Salz in der Suppe? Gewürze!

Klar, ohne Gewürze bleibt jede Küche fad. Und es wird Zeit, ein Kochbuch zu schreiben, in dem die Gewürze im Fokus stehen. Gewürze, die mit ihrem spezifischen Geschmacksrichtungen auch die Entwicklung und Gliederung der Rezepte vorgeben. Dieses Buch von Heiko Antonieiwcz geht neue Gewürz-Wege. Mit Gewinn.

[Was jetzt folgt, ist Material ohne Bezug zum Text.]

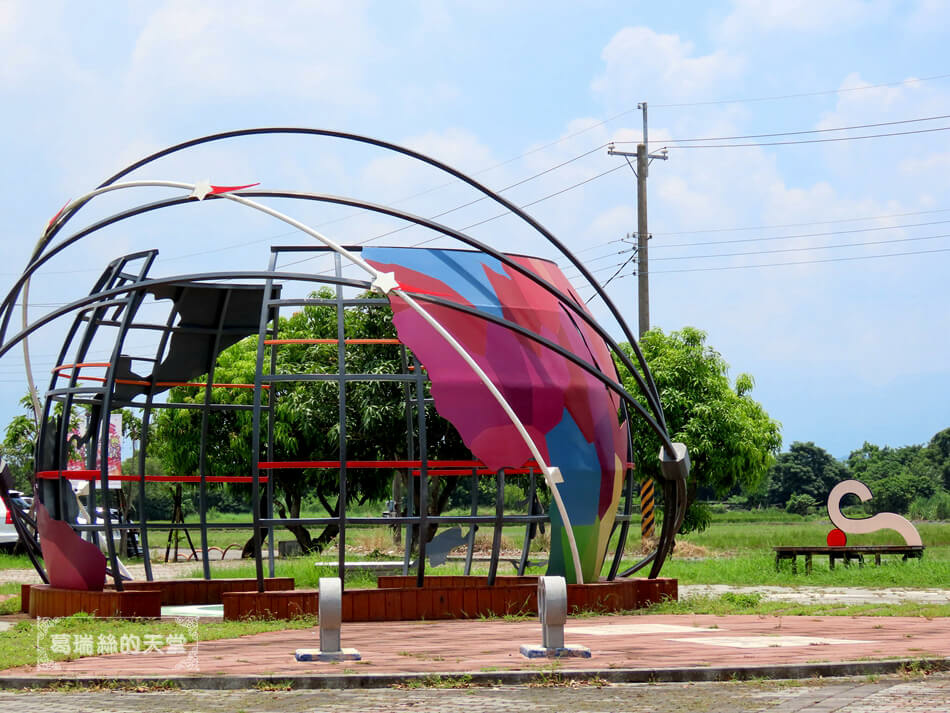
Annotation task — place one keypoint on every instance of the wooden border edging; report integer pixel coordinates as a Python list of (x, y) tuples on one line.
[(452, 597)]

Überraschend. Grundlegend. Gelingsicher. Kontraste und Akzente: Gewürze - Das neue Buch von Antoniewicz

Es macht Sinn, sich zu Beginn vor Augen zu führen, was Gewürze eigentlich sind. Denn zu sehr haben wir uns daran gewöhnt, sie in küchenfertiger Form zu erwerben, als wir noch den Bezug zu ihrem Ursprung präsent haben. Hier setzt das Buch mit leichter Hand an: Klammern wir Salz aus Sonderfall aus, dann sind Gewürze in der Regel unterschiedliche Teile von Pflanzen: (Muskat-) Blüte, (Lorbeer-) Blatt, Zimt (-rinde), Ingwer (-wurzel), Wacholder (-beere), Süßholzsaft (Lakritz) und (Wild-) Kräuter.

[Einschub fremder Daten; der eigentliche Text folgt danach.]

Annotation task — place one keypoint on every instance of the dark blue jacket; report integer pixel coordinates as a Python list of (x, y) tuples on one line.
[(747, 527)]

Wie aber lassen sich die so zahlreichen wie unterschiedlichen Gewürze und Gewürzmischungen klassifizieren? Das Buch macht hier einen auf den ersten Blick irritierenden, aber bei genauerer Betrachtung sehr sinnvollen Vorschlag, indem es mit Assoziationen arbeitet und den Leser automatisch animiert, Gewürze selbst anhand der eigenen Assoziationen in einem persönlich neuen Zusammenhang zu stellen.

Wald, Wasser, Hitze, Wind

Herb, harzig, bitter, frisch, eukalyptisch, kräuterig, röstig: Es sind diese Assoziationen, die mit einem Spaziergang im Wald in Erinnerung gerufen werden. Hat es geregnet? Scheint die Sonne? Ist es Frühling oder Herbst? Der Geruch von Harz, Kräutern und feuchter Erde steigt in der Erinnerung auf. Klar, der Wald erdet und mit diesen Assoziationen im Gepäck werden die im Kapitel verwendeten Gewürze vorgestellt. Auf gleiche Weise wird in den folgenden drei Kapiteln verfahren.

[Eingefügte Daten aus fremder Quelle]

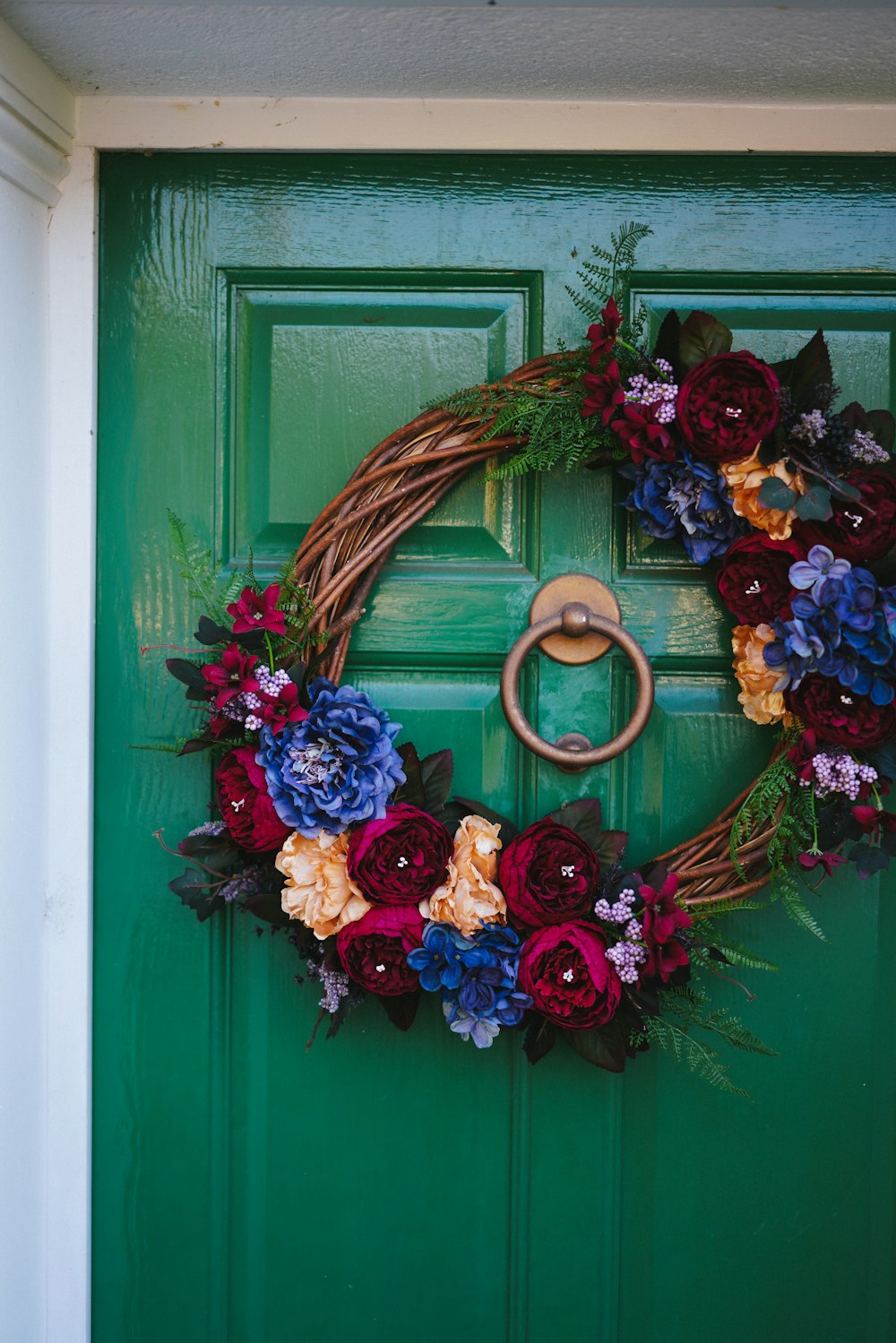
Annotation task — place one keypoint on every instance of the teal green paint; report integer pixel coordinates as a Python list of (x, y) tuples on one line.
[(263, 322)]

Es ist eine gelungene Komposition, die hier so erfrischend, wie bei einem Besuch in einem guten Restaurant zur Anwendung kommt: Die Assoziation öffnet das Feld für die unterschiedlichen Geschmackseindrücke, die durch die Charaktereigenschaften der darunter versammelten Gewürze konkretisiert werden. Nun sind – um im Bild zu bleiben – Sinne, Gaumen und Zunge so in Spannung versetzt, dass sie gespannt die völlig neuen Geschmackskompositionen, mit denen die durchweg leicht selbst zu kochenden Rezepte aufwarten, aufnehmen. Schnell scheinen auch scheinbar exotisch anmutende Kompositionen wie Schellfisch mit Rindensahne in ihrem kompositorischen Gehalt durchdacht und ausgewogen, da man für das Zusammenspiel der unterschiedlichen Geschmacksrichtungen im Vorfeld zielgerichtet sensibilisiert worden ist. Denn wenn man erst einmal gelernt hat, welche positiven Eigenschaften Birkenrinde mit ihren ätherischen Ölen, Gerb- und Bitterstoffen hat, merkt man schnell, was für einen Katalysator sie als Gewürz bereitstellt um die zarten Aromen des Fischs mit der Sahnesauce zu verbinden. Und ohne es selbst zu thematisieren, zeigt dieses Rezept – beispielgebend für die anderen dezenten Hinweise, die alle in diesem Buch versammelten Rezepte auszeichnen – wie der Fisch am besten Vorbereitet wird und wie man mit anderen Zutaten, etwa etwas Chorizo, ein paar Radieschen und geröstete Erdnüsse, für geschmacklichen Kontrast, frische Elemente und knackige Textur im Handumdrehen sorgen kann.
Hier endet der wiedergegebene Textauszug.